Maybe we know some individual prefers the NBA to college basketball and to college football and that he prefers college football to pro football. Since a relation is just a collection of ordered pairs, it makes sense to represent them as a directed graph.

Given these preferences, we would like to be able to infer that this individual prefers the NBA over the NFL as well.

In effect, if there is a path from one vertex to another, we would like to add a direct edge between them. In set theory, this is called the transitive closure of a relation. Given what we know already, there is a fairly simple solution: just give each edge weight 1 and run Floyd-Warshall! The distance will be infinity if there is not path and it will minimum number of edges traversed otherwise.

This is more information that we really need, however. We really just want to know whether there is a path, not how long it is.

Hence, in this context we use a slight variant where the entries in the table are all booleans 0 or 1, instead of integers, but otherwise, the algorithm is essentially the same.

We initialize the table so that entry \(i,j\) is \(1\) if \((a_i,a_j)\) is in the relation and zero otherwise. Note that I’m letting \(a_1\) through \(a_n\) be the set \(A\) here. Then we keep on adding potential intermediary elements and updating the table accordingly. We have that \(i\) and \(j\) are in the relation if either they are in the relation already or they are linked together by \(a_k.\)
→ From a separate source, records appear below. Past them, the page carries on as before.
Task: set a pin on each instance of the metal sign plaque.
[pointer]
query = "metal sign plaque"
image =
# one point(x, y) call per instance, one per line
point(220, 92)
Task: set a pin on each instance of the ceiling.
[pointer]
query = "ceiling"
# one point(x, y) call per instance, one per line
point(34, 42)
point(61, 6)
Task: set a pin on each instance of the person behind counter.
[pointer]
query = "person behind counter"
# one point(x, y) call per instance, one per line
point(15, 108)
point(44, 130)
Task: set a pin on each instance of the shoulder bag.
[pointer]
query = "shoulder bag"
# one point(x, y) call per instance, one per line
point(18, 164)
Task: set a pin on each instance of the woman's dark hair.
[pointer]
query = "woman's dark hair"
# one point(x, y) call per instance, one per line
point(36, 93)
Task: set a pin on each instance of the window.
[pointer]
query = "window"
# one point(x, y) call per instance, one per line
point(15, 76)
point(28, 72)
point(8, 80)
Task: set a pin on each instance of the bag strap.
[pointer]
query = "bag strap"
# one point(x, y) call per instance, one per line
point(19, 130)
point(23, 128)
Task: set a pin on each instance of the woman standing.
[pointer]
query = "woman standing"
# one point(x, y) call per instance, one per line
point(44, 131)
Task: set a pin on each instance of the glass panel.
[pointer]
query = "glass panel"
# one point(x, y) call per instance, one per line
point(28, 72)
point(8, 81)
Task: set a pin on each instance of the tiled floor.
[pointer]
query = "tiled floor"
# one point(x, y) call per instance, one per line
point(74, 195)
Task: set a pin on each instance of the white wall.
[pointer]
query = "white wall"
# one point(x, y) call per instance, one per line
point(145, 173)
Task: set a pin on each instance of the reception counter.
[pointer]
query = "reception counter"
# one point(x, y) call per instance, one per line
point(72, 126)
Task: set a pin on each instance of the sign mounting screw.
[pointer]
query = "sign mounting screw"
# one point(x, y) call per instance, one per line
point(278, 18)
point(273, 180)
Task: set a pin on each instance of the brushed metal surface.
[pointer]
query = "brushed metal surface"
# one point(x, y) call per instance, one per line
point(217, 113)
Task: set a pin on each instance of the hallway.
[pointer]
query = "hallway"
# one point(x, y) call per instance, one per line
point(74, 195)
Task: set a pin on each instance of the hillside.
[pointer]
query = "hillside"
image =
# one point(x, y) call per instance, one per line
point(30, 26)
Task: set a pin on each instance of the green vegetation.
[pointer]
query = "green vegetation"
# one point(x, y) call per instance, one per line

Often, we are interested not in the transitive closure of a relation but in the reflexive transitive closure. In this case, we just set the diagonal elements of the relation to be true from the beginning.

Conclusion - (Udacity, Youtube)

There are many other applications of dynamic programming that we haven’t touched on, but the three we covered provide a good sample, and help illustrate the general strategy. Perhaps, the most important lesson is that any time that you have found a recursive solution to a problem, think carefully about what the subproblems are and whether there overlap that you can exploit.

Note that this won’t always work. Dynamic programming will not create yield a polynomial algorithm for every problem with a recursive formulation. Take satisfiability for example. Pick a variable and set it to true and eliminate the variable from the formulation. We are left with another boolean formula, and if it’s satisfiable then so was the original. The same is true if we set the variable to false, and original formula will have a satisfying assignment if either of the other two do. This is a perfectly legitimate recursive formulation, yet there isn’t enough overlap between the problem to create a polynomial algorithm – at least, not unless P is equal to NP.

In the next lesson, we’ll examine the Fast Fourier Transform. This is much more a divide and conquer problem than it is a dynamic programming one, though many of the same themes of identifying subproblems and re-using calculation we appear as we study it. Keep this in mind as we study it.